According to Ma, a growing Chinese middle class will contribute to calls for greater freedoms. Specifically, he explained that he believes 70 to 80 percent of citizens need to be of the middle class in order for democratic movements to gain momentum. Currently, 30 to 40 percent of China’s population is middle class. “I don’t believe that…people [who are] well-educated [and] well-fed do not want to participate in public affairs,” Ma said.

Over the past decade, the Chinese economy has continued to grow, consumer choices have expanded, and the CCP has tightened its vice-like grip on power. But while China’s political horizons have narrowed, Taiwan’s democracy has bloomed — and that has made the island nation harder and harder for Beijing to understand, Stanford University’s Kevin Fan Hsu wrote for Foreign Policy (December 2017):

When Taiwan became a democracy but was still dominated by the Kuomintang, a party the Communists had long dealt with, China could manage. However, today’s vibrant and participatory society in Taiwan confuses and dismays the CCP.

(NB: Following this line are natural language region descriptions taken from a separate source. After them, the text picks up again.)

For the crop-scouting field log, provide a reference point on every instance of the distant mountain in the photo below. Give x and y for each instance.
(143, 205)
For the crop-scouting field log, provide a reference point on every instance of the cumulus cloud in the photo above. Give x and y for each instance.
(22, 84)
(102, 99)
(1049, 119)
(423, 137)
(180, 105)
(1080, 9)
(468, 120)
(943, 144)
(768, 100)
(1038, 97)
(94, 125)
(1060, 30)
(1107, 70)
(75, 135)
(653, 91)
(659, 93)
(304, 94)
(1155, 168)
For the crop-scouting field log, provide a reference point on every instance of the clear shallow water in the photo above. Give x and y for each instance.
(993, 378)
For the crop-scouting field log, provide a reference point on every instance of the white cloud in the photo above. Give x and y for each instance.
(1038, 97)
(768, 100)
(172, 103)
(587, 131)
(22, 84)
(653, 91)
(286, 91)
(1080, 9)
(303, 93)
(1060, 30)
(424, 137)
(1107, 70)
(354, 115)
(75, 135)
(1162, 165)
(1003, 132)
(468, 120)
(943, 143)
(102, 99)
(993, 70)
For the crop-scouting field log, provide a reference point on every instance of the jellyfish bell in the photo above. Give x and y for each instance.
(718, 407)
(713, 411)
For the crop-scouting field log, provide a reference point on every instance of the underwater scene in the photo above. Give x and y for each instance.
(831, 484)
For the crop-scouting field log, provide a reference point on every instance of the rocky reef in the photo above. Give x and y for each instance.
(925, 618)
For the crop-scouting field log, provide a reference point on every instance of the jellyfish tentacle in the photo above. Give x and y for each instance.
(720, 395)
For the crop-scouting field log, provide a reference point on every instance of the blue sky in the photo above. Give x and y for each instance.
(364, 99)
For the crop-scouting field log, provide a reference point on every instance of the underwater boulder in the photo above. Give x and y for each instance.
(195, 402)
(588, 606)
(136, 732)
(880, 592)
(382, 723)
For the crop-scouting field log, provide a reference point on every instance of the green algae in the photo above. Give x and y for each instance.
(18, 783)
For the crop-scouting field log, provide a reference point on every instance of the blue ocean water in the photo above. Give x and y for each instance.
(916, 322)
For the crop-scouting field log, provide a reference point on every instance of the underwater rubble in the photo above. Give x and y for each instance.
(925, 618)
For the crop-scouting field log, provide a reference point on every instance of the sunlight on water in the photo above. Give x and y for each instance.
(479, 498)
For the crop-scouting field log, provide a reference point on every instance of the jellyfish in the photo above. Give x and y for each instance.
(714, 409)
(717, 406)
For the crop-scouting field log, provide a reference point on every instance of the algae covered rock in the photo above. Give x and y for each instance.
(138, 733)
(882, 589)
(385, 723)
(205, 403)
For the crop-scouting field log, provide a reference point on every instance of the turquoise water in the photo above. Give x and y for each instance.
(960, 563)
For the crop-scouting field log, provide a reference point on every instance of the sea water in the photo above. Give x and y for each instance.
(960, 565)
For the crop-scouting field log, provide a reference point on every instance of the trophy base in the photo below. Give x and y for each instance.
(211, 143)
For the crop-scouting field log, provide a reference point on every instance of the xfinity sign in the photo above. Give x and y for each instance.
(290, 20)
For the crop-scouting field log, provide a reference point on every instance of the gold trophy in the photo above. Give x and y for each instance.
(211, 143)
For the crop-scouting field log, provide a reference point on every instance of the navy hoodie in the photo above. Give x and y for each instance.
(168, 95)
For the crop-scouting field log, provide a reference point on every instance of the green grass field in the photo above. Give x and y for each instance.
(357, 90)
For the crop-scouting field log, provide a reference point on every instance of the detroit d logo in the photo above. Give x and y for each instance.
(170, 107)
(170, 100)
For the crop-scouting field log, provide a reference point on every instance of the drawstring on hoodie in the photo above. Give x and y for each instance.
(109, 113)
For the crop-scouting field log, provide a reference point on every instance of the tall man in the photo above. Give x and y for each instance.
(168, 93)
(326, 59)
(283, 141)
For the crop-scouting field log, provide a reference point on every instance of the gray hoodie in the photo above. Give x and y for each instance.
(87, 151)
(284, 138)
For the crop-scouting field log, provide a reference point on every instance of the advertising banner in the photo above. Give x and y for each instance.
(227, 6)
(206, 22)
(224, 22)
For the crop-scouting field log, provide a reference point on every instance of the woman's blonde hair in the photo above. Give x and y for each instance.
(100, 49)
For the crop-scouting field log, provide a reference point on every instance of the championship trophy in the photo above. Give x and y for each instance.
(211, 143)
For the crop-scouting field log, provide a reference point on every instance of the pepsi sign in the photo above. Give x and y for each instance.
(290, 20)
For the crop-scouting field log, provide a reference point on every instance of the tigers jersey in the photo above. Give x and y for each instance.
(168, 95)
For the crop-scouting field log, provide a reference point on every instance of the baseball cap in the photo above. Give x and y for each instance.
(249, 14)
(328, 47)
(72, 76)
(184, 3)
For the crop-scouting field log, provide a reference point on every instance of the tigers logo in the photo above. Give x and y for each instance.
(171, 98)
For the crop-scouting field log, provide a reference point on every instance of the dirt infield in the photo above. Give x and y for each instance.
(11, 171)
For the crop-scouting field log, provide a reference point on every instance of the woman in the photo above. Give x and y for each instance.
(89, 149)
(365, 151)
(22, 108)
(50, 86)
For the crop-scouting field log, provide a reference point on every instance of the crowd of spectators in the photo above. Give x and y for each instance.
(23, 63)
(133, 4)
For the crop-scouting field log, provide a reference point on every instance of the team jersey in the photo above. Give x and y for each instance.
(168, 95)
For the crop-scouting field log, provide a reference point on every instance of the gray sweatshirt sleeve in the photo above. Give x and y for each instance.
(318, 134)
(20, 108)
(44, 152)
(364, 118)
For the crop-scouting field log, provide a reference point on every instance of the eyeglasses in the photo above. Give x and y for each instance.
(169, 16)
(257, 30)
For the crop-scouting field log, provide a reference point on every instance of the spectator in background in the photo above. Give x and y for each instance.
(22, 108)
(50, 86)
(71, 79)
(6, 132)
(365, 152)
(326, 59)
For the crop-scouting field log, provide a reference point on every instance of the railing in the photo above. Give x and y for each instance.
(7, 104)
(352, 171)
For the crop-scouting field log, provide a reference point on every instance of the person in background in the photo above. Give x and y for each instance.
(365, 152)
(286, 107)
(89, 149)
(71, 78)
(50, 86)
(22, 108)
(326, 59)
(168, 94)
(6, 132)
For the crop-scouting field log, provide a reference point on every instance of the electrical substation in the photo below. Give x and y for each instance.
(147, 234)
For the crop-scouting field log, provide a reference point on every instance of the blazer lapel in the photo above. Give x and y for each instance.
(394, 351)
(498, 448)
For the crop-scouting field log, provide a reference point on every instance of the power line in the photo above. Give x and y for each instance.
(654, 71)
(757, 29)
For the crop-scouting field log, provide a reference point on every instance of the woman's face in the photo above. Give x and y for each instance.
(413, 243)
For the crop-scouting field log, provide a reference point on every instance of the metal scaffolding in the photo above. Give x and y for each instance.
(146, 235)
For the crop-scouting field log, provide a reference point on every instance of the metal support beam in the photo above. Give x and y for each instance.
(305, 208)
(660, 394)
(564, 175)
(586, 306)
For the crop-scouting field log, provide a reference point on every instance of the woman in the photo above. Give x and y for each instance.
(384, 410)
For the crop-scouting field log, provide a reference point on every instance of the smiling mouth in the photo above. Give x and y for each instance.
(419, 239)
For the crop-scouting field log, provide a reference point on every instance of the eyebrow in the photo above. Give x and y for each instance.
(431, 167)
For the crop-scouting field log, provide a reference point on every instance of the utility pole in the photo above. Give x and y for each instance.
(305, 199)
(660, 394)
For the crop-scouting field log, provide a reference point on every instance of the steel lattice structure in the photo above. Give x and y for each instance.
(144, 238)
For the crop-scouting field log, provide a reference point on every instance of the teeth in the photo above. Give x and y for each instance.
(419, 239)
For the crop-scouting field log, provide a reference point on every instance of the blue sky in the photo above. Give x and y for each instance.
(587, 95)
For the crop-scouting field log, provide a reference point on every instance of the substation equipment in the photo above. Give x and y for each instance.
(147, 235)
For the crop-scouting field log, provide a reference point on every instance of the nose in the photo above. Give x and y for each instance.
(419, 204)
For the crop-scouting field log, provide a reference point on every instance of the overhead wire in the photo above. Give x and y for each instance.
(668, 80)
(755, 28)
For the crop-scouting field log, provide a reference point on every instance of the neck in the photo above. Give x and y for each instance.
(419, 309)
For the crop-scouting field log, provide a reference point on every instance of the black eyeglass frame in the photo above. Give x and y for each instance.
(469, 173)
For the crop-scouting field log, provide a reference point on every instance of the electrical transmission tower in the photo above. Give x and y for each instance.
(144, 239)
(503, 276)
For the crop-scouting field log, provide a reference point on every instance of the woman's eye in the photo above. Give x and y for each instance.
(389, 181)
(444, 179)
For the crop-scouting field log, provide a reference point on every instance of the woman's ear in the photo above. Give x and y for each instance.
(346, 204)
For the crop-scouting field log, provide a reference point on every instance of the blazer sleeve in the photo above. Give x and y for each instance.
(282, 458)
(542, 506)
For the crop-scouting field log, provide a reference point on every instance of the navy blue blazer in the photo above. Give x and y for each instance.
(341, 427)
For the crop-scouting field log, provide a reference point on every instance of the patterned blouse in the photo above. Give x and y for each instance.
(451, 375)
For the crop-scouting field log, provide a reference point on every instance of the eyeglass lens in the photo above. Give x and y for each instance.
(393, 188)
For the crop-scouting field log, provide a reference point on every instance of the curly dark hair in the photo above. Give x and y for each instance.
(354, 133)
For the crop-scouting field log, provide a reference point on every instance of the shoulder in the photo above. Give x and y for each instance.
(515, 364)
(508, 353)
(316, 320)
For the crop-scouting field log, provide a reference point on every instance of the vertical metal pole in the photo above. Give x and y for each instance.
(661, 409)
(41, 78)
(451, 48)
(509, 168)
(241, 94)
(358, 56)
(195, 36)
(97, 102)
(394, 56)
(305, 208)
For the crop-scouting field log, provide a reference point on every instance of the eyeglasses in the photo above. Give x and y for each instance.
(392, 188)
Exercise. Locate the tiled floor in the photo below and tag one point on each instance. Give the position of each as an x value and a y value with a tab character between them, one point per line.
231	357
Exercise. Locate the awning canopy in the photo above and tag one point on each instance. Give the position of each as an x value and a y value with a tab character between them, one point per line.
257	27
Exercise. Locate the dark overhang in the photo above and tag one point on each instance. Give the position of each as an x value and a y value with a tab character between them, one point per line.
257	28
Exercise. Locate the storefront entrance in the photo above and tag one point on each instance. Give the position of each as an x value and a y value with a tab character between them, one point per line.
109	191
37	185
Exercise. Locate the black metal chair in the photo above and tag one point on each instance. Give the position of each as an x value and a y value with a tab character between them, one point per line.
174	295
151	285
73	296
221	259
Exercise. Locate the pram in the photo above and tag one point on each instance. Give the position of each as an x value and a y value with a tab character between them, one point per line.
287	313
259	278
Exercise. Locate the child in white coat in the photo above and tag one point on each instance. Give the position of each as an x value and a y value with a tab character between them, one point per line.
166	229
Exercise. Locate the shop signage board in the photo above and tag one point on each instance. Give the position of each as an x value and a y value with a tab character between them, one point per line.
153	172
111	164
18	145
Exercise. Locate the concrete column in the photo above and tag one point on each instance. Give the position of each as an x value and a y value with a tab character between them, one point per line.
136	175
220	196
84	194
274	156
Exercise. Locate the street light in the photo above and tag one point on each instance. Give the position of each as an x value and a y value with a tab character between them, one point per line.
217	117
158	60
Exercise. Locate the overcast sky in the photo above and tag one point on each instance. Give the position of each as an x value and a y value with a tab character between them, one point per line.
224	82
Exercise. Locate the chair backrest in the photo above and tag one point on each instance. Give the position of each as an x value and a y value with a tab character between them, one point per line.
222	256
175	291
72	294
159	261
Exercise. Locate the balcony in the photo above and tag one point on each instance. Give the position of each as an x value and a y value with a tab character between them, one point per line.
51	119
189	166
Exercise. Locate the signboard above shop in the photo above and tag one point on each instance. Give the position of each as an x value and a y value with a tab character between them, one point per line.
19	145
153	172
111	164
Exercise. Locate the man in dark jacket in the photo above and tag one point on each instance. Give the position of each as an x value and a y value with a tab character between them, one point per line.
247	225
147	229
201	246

But Beijing’s habitual apoplexy isn’t simply reactive — it’s also strategic. By making every single item a line in the sand, China slowly squeezes Taiwan’s room for maneuvering. In going nuclear over minor matters, the People’s Republic of China has unilaterally changed the rules of its diplomatic game with Taiwan.

For years, most analysts in the United States generally accepted the idea that Taiwan’s status as a de facto independent democracy was unsustainable as China’s economy and military rose to dominate Asia, writes John Pomfret, a former Washington Post bureau chief in Beijing:

Statesmen such as the late Singaporean leader Lee Kuan Yew and Henry Kissinger both predicted that Taiwan’s unification with China — under Chinese terms — was inevitable. Hastening this trend was the sense among many senior U.S. officials that Taiwan was more a roadblock to Washington’s smooth relations with Communist China than an asset in their ideological competition with an authoritarian Beijing.

However, in recent years, U.S. analysts and officials, bucking the view that China’s rise will never end, have begun to question the assumption that China is going to absorb the island. Two recent scholarly articles are indicative of this new trend. Both Denny Roy , a senior fellow at the East-West Center in Honolulu, and Michael Beckley, a professor of political science at Tufts University, doubt whether China has the capacity and even the will to take over Taiwan.

recently published survey found that up to 86% of Taiwanese young people supported the democratic political system and 70% of Taiwanese would fight if the mainland invaded, a report adds:

According to Hsu Szu-chien, president of the Taiwan Foundation for Democracy, the results of the survey also revealed that “the more people are committed to democracy, the more they are willing to defend Taiwan” should the mainland decide to take the island by force. “That means, defending Taiwan [against China] is to defend our democracy,” Hsu was quoted as interpreting the survey findings in a press conference last week. Other surveys and many key events confirm such trends and views.